Many software publishers are experimenting with lower prices on their "B" titles and repackaging major games that have had a first run through the stores. Interplay is offering a floor display with nine classic titles that will retail for approximately $29.95 each. Accolade recently began shipping CD-ROM versions of Hardball III, Jack Nicklaus Golf, and Star Control II, also at $29.95. And Velocity has begun selling its $39.95 Mile High Club, which has eight classic flight simulators on a single CD-ROM, including JetFighter II, F-14, and the original Wing Commander.

This year will also mark the continuation of last year's major trend: the transition of computer-based games from disk to CD-ROM. By December 1994, 51 percent of all computer games were on CD-ROM, making up 61 percent of the revenue, according to PC Data. In December 1993, just 13 percent of all computer games were on CD-ROM, making up only 19 percent of the revenue. Expect 1995 to bring further growth in CD-ROM games, with nearly every major game being released only on disc.

Other trends we're likely to see in 1995 include larger production budgets for many of the top entertainment titles.

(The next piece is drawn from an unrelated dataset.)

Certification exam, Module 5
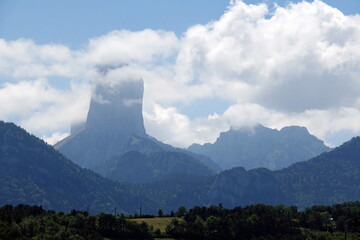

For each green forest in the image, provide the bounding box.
[0,202,360,240]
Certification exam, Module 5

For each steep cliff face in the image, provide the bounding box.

With so many games fighting for limited shelf space, budgets for major projects will be in the range of $2 million to $5 million. Following the acceptance of CD-ROM games as a mass consumer product, we'll see more Hollywood actors, production people, and special-effects companies becoming involved in top projects. To lessen the risk, many of these projects will be based on well-known film, television, and recording properties (current examples include Behind the Mask, Monty Python's Complete Waste of Time, and Bob Dylan: Highway 61 Interactive). Also expect more titles to be available on multiple platforms to help spread production costs over a larger number of potential customers.



From Shareware to Retail

Who would have guessed five years ago that a software developer could gross well over a million dollars with a shareware game and leverage that success into a wildly profitable launch at retail? "DOOM II owes a lot of its success to the success of DOOM as a shareware product," says Allan Blum, vice president of marketing for GT Interactive. "By making products available on BBSs, you're reaching the cream of the crop, the strong gamers, the strong PC fanatics. Once they've tried a game and liked it, they spread the word. So when you finally show up with a retail version of the game, everyone has already heard about it."

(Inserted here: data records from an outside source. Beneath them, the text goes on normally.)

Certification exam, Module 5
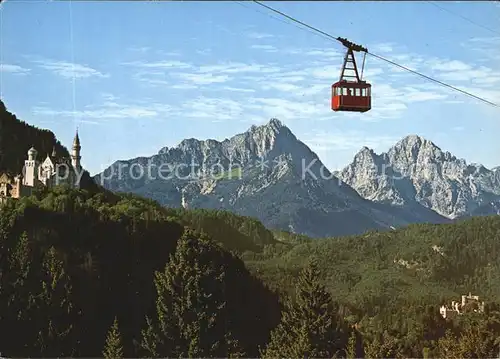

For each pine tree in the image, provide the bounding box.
[346,330,357,359]
[263,262,341,358]
[102,317,123,359]
[142,231,242,358]
[35,247,73,356]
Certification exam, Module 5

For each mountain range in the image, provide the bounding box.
[94,119,500,237]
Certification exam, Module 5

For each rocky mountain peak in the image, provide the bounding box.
[339,135,500,218]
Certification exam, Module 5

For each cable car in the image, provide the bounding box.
[332,37,372,112]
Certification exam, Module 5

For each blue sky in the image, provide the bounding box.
[0,0,500,173]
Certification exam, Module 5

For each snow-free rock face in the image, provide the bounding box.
[337,135,500,219]
[95,119,445,237]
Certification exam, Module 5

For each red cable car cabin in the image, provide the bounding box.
[332,37,372,112]
[332,80,372,112]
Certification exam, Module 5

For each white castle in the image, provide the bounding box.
[0,130,83,204]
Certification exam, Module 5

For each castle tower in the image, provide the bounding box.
[23,147,38,187]
[71,130,82,170]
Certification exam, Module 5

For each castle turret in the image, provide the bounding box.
[23,147,38,187]
[71,130,82,169]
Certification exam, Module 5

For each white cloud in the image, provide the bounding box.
[368,42,394,53]
[36,60,109,78]
[198,62,282,74]
[181,97,245,122]
[250,44,278,52]
[247,32,274,39]
[0,64,30,75]
[33,101,172,122]
[173,73,231,85]
[122,60,192,69]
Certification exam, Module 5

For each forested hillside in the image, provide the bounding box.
[0,188,500,358]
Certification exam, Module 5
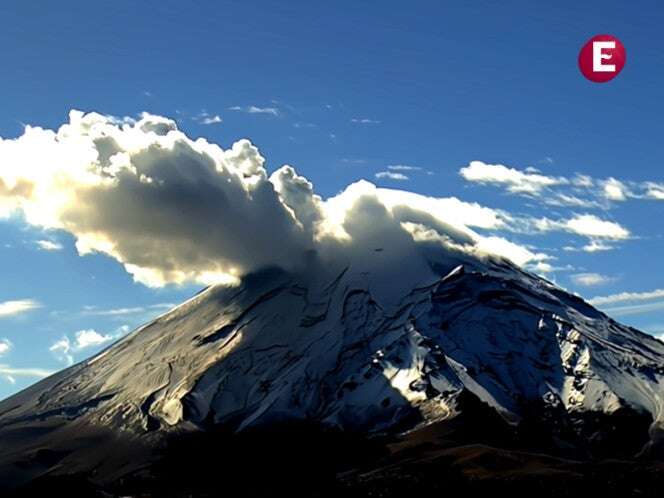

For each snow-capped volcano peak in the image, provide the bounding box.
[0,251,664,462]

Interplay has followed a similar strategy with Descent by allowing consumers to sample a limited number of levels with its shareware version. Just four weeks after its December 12 launch, the shareware game moved to the number one spot on the Internet Top 100 Games list. Interplay claims that the program received 900,000 downloads before the launch of the full retail version on March 17. "The sell-in of Descent has already surpassed our projections," says Kim Motika, vice president of sales for Interplay. "Retailers of all sizes have ordered product and every major retailer has bought in deep." The company plans to spend $1 million in the largest television campaign ever for a PC game.